When Fairfax chief executive Greg Hywood spoke before a parliamentary inquiry on the future of journalism in May this year, the arguments he used weren’t much different to those put before parliament in 1946 by his predecessors.
Mr Hywood said he was not “anti-ABC”, but was concerned about the public broadcaster “using taxpayer money to drive traffic to its news websites by paying to boost Google search results”.
“These tactics make it harder for online readers to find news articles from companies such as Fairfax that rely on advertising revenue to support journalism,” Mr Hywood told the committee.
“Why the ABC is taking money out of the system I don’t understand.”
‘The news you don’t have to fetch and carry’
Mr Hywood’s sentiments are similar to those expressed by Menzies following the war.
But the ABC’s federal news editor Dixon and his supporters convinced the Labor government of the day to end the press versus radio war in Australia.
An advertisement run in the papers on May 31, 1947, for the start of the ABC’s independent news service. (ABC Archives)
Dixon understood the newspaper business, as before joining the ABC he’d been the editor of a country newspaper.
One of the reasons he was so vehemently in favour of an independent ABC news service was that he felt metropolitan newspapers had neglected regional Australia.
And whatever the newspapers could do, the ABC could do better, according to Dixon.

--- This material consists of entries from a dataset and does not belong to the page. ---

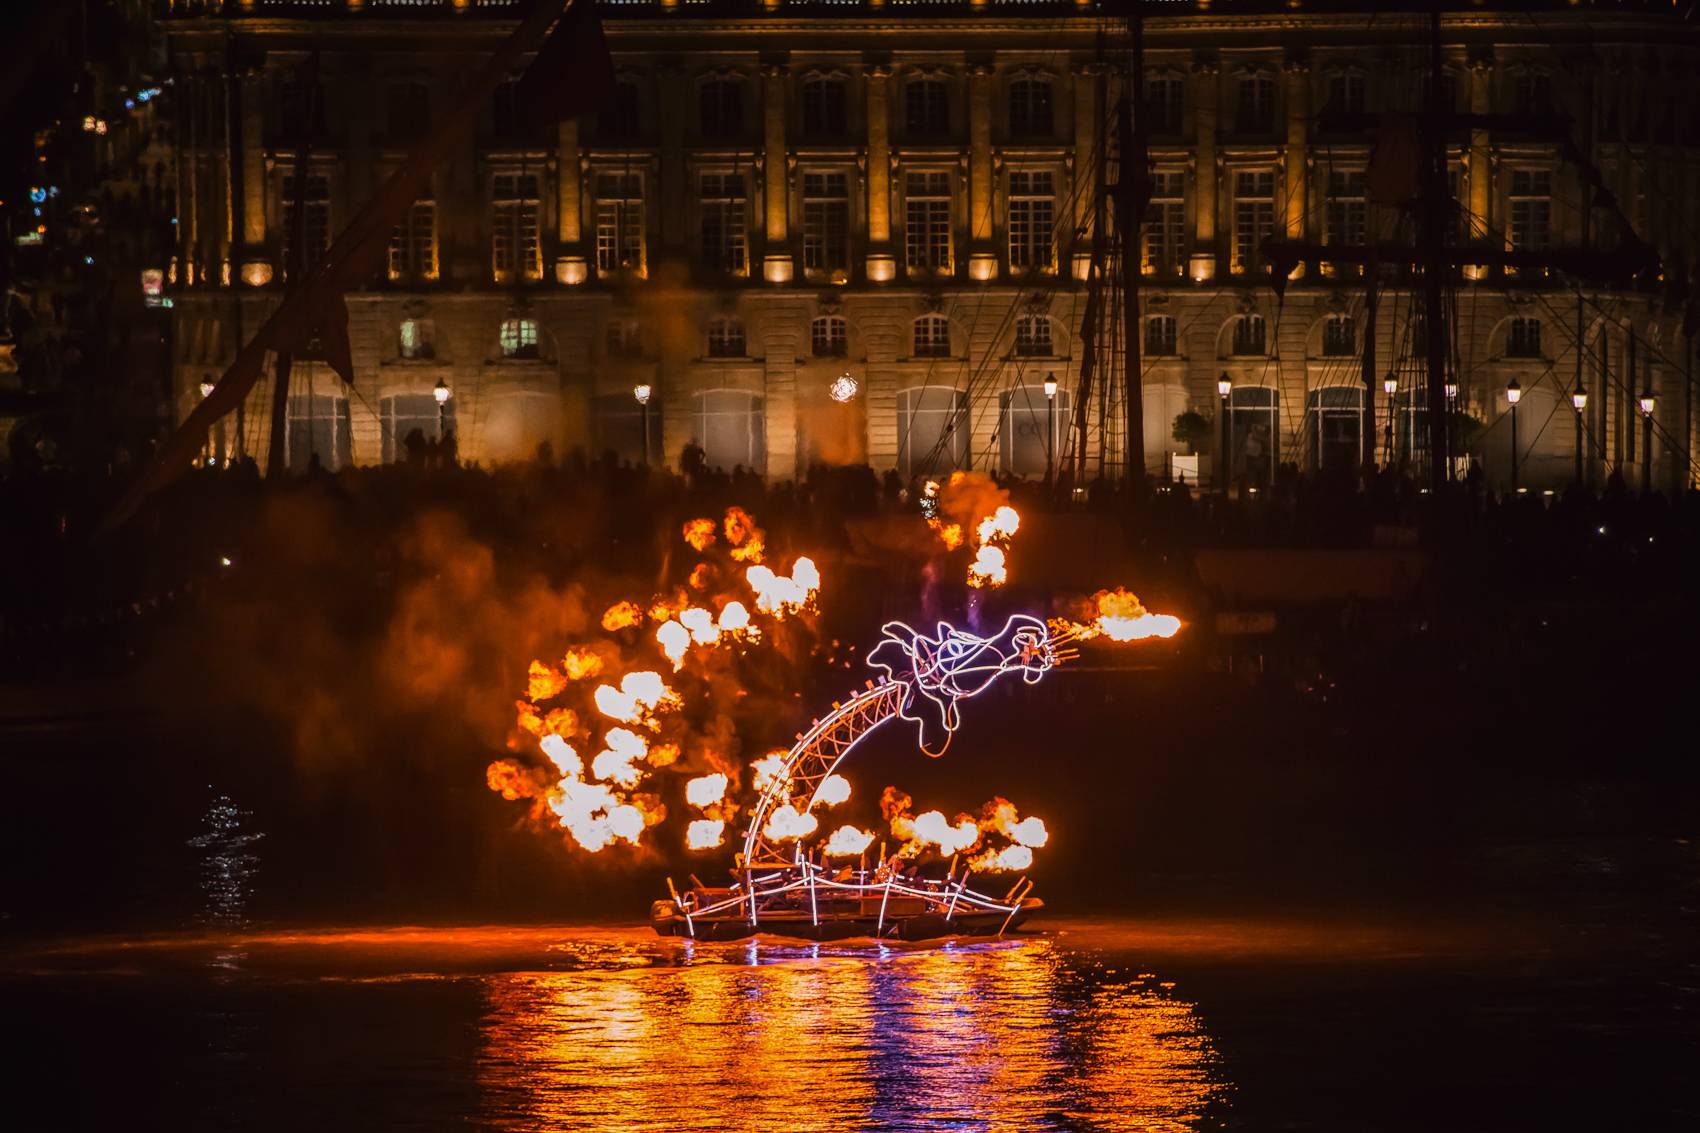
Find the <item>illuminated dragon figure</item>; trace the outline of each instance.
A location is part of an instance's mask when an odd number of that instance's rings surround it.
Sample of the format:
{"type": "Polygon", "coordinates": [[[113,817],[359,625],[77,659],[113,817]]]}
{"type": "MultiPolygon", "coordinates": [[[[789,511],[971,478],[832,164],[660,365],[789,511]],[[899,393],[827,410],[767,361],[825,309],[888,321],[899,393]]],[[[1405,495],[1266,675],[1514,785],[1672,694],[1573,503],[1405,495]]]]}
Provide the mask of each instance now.
{"type": "Polygon", "coordinates": [[[991,637],[944,622],[929,636],[890,622],[868,662],[885,676],[834,704],[832,712],[798,736],[782,770],[756,801],[744,836],[739,884],[719,890],[699,886],[683,897],[657,902],[651,916],[657,932],[728,939],[765,927],[816,938],[897,934],[918,939],[1001,932],[1040,906],[1037,899],[1020,896],[1024,882],[1001,901],[976,893],[967,888],[966,871],[960,878],[953,873],[943,882],[926,881],[900,878],[895,863],[882,862],[878,870],[835,877],[804,858],[798,846],[768,837],[768,820],[777,808],[808,813],[821,783],[887,720],[913,721],[921,750],[941,755],[960,723],[961,701],[984,692],[1005,673],[1019,672],[1033,684],[1055,666],[1057,654],[1044,622],[1016,614],[991,637]],[[823,904],[829,906],[824,916],[823,904]]]}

In the end, government members defended the setting up of the independent service, pointing out that the ABC produced its own concerts, plays, talks, school broadcasts and sporting programs — and there was no reason it should not also be independent in the preparation and broadcasting of news.
For too long the daily press of the capital cities had dictated what the people heard, as well as what they read.
In August 1946, the ABC News Services Bill was passed by both houses of federal parliament, paving the way for the creation of an independent news service that was no longer dependent on the newspapers.
And so the first independent ABC news broadcast went to air on Sunday June 1, 1947, with this preamble broadcast beforehand:
“This is the news that you don’t have to fetch and carry. It comes to you with the turn of the knob that a child can turn. Nobody has to bring it home, it is there. It is the butterfly that flies into your net. The view you can get without having to go to your window.”